Structural highlights

8isp is a 1 chain structure with sequence from Stenotrophomonas sp. KCTC 12332. Full crystallographic information is available from OCA. For a guided tour on the structure components use FirstGlance.
Method:X-ray diffraction, Resolution 2.11Å
Ligands:
Resources:FirstGlance, OCA, PDBe, RCSB, PDBsum, ProSAT

Publication Abstract from PubMed

OBJECTIVES: Stenotrophomonas spp. intrinsically resistant to many beta-lactam antibiotics are found throughout the environment. CESS-1 identified in Stenotrophomonas sp. KCTC 12332 is an uncharacterized class A beta-lactamase. The goal of this study was to reveal biochemical and structural characteristics of CESS-1. METHODS: The hydrolytic activities of CESS-1 towards penicillins (penicillin G and ampicillin), cephalosporins (cephalexin, cefaclor, and cefotaxime), and carbapenems (imipenem and meropenem) was spectrophotometrically monitored. Structural information on E166Q mutants of CESS-1 acylated by cefaclor, cephalexin, or ampicillin were determined by X-ray crystallography. RESULTS: CESS-1 displayed hydrolytic activities toward penicillins and cephalosporins, with negligible activity toward carbapenems. Although cefaclor, cephalexin, and ampicillin have similar structures with identical R1 side chains, the catalytic parameters of CESS-1 toward them were distinct. The k(cat) values for cefaclor, cephalexin, and ampicillin were 1249.6 s(-1), 204.3 s(-1), and 69.8 s(-1), respectively, with the accompanying K(M) values of 287.6 muM, 236.7 muM, and 28.8 muM, respectively.

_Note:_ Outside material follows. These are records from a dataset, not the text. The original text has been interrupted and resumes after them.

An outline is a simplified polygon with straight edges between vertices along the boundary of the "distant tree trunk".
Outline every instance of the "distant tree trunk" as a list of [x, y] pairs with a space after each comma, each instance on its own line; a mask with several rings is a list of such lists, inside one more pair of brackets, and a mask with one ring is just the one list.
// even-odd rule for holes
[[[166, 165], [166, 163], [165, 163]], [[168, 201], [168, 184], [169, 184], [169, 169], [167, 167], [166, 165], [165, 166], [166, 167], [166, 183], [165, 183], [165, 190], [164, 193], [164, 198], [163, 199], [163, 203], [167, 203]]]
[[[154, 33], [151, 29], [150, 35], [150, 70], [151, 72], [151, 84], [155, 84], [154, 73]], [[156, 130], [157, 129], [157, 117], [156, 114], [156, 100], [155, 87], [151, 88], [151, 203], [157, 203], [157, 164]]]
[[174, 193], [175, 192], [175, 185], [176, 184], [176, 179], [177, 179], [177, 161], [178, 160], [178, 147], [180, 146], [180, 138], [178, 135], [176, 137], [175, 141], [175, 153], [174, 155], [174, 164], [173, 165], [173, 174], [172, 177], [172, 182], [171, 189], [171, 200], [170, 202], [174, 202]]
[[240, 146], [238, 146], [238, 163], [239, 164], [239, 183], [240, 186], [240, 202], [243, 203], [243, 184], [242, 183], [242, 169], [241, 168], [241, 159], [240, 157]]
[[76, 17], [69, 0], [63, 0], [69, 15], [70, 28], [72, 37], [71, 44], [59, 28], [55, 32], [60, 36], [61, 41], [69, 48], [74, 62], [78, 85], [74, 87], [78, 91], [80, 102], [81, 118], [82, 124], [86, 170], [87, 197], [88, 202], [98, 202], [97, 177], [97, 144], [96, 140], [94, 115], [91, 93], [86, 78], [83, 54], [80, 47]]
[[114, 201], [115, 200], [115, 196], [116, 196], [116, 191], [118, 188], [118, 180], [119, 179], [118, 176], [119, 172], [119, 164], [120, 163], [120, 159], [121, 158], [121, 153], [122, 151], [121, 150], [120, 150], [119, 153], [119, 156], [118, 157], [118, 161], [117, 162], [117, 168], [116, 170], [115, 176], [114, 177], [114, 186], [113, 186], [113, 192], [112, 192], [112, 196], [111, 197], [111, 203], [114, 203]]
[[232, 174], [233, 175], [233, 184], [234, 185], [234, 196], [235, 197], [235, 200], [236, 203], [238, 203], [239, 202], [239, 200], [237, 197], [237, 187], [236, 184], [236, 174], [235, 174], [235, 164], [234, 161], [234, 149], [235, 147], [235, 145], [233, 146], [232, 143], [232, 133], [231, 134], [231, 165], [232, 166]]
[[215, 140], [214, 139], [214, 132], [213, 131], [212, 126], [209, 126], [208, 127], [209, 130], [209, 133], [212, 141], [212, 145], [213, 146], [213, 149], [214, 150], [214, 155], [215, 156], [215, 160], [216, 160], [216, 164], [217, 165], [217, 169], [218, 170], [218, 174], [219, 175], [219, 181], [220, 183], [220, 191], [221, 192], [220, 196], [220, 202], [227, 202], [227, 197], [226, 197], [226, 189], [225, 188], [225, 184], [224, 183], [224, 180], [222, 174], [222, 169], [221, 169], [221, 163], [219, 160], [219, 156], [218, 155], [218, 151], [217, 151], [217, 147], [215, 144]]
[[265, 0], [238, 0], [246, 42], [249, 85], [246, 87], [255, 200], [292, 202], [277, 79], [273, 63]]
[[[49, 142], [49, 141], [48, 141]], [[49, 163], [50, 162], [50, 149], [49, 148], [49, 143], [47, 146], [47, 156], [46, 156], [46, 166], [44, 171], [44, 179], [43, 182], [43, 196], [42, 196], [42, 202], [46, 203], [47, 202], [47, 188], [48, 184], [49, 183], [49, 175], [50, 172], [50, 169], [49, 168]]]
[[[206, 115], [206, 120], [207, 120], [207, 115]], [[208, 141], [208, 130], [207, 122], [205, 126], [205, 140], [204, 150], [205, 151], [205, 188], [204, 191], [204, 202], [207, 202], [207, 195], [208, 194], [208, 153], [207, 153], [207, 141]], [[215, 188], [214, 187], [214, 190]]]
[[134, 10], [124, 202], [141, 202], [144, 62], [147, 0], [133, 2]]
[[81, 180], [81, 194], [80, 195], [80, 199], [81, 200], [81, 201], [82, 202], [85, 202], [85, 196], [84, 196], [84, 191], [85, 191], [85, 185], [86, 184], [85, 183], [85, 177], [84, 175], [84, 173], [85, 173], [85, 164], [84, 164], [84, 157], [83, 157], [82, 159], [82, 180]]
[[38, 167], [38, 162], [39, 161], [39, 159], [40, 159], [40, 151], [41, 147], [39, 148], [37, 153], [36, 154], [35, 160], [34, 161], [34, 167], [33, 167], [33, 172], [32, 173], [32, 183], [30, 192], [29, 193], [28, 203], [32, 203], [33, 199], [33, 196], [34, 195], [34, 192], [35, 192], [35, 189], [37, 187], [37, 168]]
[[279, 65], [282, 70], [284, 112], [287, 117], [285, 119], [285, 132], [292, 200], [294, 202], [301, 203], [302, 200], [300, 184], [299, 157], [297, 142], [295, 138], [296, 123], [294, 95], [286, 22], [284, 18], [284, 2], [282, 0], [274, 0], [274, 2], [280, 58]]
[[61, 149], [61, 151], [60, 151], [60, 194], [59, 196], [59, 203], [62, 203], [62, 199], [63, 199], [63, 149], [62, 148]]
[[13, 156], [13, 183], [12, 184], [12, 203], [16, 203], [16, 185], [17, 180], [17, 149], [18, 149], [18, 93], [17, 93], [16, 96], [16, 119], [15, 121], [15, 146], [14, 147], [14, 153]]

CONCLUSIONS: CESS-1 was able to discriminate between cefaclor and cephalexin with a single structural difference at C3 position: -Cl (cefaclor) and -CH(3) (cephalexin). Structural comparisons among three E166Q mutants of CESS-1 acylated by cefaclor, cephalexin, or ampicillin, revealed that cooperative positional changes in the R1 side chain of substrates and their interaction with the beta5-beta6 loop affect the distance between Asn170 and the deacylating water at the acyl-enzyme intermediate state. This is directly associated with the differential hydrolytic activities of CESS-1 toward the three structurally similar beta-lactam antibiotics.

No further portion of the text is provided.